Create a unique code to an image

Thanks for creating hugo.
Just reaching out to the community for the following question.
We have a small university event coming up and I we would take pictures
from people, and then give them some short code so they can download the picture.

So I was thinking about a simple page, with a single input box and then they fill in
the code and can see/download the picture.

Nothing fancy is needed, just a way that the pictures cannot be randomly downloaded.
(so that the pictures are not public to everyone, only the one with the code can see it and you cannot randomly guess the pictures)

We do not need authentication or so, I was thinking something like this:

• We take the picture: we have a picture name eg: picture1.jpg
• We give them a code and keep the link between the picture and the code.
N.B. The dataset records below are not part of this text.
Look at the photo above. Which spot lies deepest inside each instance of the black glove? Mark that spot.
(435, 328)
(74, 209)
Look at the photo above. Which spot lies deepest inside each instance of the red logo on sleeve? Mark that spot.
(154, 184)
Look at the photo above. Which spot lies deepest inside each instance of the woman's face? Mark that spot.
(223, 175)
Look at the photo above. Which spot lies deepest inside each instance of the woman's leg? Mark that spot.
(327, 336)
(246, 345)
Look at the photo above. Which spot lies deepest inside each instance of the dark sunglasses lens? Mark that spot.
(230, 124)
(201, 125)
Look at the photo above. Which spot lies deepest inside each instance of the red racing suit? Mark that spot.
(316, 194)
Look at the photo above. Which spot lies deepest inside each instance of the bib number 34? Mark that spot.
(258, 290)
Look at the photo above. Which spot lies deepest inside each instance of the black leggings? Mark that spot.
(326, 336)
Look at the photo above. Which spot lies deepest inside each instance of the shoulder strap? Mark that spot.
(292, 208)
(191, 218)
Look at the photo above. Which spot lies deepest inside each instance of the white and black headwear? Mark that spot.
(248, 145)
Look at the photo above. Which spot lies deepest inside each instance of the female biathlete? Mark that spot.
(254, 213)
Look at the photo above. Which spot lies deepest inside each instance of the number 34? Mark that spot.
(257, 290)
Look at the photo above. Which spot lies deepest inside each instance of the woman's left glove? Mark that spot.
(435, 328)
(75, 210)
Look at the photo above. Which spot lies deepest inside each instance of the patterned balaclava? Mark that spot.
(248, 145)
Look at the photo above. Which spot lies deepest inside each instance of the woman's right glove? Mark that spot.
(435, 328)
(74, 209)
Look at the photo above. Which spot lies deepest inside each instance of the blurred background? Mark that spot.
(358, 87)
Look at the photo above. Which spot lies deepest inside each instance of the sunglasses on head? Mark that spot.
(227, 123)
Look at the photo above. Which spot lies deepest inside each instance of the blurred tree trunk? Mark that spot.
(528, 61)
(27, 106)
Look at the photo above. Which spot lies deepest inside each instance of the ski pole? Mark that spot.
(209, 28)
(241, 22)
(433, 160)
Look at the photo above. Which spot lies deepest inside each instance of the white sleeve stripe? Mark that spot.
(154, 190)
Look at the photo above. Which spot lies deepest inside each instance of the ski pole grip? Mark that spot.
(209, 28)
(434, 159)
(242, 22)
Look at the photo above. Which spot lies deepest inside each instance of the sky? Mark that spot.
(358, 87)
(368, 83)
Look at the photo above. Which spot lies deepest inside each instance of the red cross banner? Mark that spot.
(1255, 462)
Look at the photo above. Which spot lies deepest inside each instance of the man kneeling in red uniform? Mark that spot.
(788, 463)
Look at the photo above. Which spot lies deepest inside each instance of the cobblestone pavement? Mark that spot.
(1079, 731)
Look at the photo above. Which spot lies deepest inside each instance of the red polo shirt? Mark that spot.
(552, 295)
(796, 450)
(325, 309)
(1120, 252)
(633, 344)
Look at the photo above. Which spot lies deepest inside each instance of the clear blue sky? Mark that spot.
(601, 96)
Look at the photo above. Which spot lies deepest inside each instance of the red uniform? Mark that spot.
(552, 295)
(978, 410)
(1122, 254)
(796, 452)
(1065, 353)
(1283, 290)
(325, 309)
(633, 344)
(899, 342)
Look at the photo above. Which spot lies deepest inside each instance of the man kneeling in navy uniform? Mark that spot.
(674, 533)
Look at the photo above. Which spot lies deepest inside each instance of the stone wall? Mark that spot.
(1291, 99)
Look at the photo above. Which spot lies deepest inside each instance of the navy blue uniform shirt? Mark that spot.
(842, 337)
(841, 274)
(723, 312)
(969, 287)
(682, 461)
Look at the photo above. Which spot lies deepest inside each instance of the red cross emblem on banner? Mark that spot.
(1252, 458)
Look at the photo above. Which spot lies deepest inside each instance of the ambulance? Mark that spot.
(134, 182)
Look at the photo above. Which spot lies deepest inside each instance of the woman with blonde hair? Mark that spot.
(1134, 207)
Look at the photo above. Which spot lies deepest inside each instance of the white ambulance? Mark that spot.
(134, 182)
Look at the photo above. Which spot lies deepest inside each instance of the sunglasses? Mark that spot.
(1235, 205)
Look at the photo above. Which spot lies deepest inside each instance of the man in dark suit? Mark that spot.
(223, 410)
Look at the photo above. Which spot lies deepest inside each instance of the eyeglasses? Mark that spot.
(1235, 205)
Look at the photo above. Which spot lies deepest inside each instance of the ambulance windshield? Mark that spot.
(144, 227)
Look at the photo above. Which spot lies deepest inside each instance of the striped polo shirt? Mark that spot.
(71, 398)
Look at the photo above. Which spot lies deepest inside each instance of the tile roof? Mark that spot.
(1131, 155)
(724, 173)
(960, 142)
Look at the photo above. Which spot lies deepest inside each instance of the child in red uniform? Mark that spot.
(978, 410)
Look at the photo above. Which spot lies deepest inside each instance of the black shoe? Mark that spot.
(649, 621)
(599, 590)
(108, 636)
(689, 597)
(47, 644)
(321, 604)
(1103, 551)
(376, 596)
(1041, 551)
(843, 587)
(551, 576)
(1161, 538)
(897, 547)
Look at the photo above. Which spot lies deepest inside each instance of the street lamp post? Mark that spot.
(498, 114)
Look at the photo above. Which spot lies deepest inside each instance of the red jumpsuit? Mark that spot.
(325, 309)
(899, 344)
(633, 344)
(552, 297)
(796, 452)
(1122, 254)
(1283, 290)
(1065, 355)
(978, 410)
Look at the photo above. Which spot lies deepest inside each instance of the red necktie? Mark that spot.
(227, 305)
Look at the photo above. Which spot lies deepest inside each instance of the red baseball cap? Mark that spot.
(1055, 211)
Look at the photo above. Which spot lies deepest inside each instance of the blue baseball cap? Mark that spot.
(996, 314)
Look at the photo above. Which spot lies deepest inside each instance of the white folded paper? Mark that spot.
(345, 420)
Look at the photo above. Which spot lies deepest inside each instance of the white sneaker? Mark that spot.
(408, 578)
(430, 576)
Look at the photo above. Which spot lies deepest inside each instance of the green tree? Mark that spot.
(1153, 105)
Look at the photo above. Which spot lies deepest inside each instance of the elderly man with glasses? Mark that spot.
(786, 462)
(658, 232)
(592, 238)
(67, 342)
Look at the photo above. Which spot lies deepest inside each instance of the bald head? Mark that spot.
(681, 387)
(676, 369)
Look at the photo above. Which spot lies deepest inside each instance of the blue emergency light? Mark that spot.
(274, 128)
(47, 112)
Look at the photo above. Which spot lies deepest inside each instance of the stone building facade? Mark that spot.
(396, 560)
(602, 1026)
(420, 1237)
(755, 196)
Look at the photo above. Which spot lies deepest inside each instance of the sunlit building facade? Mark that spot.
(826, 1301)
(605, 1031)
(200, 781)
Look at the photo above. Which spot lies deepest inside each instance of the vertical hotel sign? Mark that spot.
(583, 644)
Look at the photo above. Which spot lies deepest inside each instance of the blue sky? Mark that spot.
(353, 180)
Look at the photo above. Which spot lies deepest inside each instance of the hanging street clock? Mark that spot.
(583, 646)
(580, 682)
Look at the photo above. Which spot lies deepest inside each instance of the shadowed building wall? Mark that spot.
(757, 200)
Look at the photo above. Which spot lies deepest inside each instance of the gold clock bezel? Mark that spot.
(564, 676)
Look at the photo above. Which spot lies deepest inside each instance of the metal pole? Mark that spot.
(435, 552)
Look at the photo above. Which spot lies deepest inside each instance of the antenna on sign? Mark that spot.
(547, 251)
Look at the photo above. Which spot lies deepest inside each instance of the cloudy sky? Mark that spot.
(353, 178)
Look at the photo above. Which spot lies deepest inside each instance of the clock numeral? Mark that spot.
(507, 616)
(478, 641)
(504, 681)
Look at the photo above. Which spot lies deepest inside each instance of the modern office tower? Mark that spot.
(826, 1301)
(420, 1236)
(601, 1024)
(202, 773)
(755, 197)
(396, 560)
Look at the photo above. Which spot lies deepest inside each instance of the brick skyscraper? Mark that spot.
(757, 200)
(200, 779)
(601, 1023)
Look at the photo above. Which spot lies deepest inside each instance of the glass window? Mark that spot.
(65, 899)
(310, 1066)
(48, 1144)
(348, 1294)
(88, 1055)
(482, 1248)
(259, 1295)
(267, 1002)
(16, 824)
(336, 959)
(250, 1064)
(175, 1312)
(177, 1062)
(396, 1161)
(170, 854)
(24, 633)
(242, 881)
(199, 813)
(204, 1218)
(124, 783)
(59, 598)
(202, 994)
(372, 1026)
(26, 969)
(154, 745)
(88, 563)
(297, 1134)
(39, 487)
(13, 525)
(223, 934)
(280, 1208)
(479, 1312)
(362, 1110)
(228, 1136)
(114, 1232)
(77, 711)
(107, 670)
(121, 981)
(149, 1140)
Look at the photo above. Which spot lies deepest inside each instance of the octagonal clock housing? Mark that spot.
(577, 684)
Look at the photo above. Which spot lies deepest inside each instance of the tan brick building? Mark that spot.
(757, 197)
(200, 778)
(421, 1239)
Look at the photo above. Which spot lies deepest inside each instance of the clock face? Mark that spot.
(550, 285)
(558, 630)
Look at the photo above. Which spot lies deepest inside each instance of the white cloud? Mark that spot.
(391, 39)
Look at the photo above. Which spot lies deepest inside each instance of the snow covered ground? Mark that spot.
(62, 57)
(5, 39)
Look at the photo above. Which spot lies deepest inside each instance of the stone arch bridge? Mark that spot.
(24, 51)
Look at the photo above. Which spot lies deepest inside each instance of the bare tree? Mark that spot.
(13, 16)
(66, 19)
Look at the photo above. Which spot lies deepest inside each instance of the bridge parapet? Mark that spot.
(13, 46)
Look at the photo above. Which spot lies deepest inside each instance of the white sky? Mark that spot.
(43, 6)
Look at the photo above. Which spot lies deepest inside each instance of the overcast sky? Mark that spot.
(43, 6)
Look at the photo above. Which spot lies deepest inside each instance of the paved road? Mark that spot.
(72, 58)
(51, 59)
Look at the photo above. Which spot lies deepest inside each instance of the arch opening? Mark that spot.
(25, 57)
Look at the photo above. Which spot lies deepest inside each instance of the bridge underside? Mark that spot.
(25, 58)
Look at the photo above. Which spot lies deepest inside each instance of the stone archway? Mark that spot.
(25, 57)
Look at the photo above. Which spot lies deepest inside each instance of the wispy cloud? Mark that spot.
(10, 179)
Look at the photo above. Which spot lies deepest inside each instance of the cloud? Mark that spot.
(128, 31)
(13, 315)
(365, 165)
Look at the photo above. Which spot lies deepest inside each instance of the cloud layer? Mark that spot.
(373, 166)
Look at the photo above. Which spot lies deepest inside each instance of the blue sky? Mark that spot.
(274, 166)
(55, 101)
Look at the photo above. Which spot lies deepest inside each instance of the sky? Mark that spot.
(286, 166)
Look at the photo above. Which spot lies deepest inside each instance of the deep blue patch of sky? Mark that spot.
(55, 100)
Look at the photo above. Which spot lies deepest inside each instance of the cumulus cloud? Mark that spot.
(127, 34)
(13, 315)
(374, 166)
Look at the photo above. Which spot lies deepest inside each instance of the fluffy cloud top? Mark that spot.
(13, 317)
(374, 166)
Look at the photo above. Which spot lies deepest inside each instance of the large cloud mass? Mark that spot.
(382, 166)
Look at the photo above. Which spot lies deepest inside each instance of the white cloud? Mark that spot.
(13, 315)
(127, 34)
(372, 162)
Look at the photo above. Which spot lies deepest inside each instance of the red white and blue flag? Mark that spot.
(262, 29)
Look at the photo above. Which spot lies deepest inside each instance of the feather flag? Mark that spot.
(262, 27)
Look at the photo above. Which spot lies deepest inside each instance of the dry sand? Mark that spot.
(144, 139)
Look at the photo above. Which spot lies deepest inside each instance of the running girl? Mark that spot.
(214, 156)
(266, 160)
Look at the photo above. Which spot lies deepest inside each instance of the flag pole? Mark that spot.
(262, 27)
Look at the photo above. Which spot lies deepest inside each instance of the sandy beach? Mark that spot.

Eg. picture1.jpg - ABCDE
• They go to a url and fill in ABCDE and they get the picture.

We would generate some codes upfront and keep track of the links in an excell sheet or so.
And then name the pictures like the code.

Would that be possible with hugo? thanks

Hi Koen,

Welcome to the HUGO community.

As a static site generator - the html, css, js, images etc. that Hugo generates usually ends up hosted and readily available with no form of authentication required (the awesome team @Netlify do offer some solutions for this with their premium plans)).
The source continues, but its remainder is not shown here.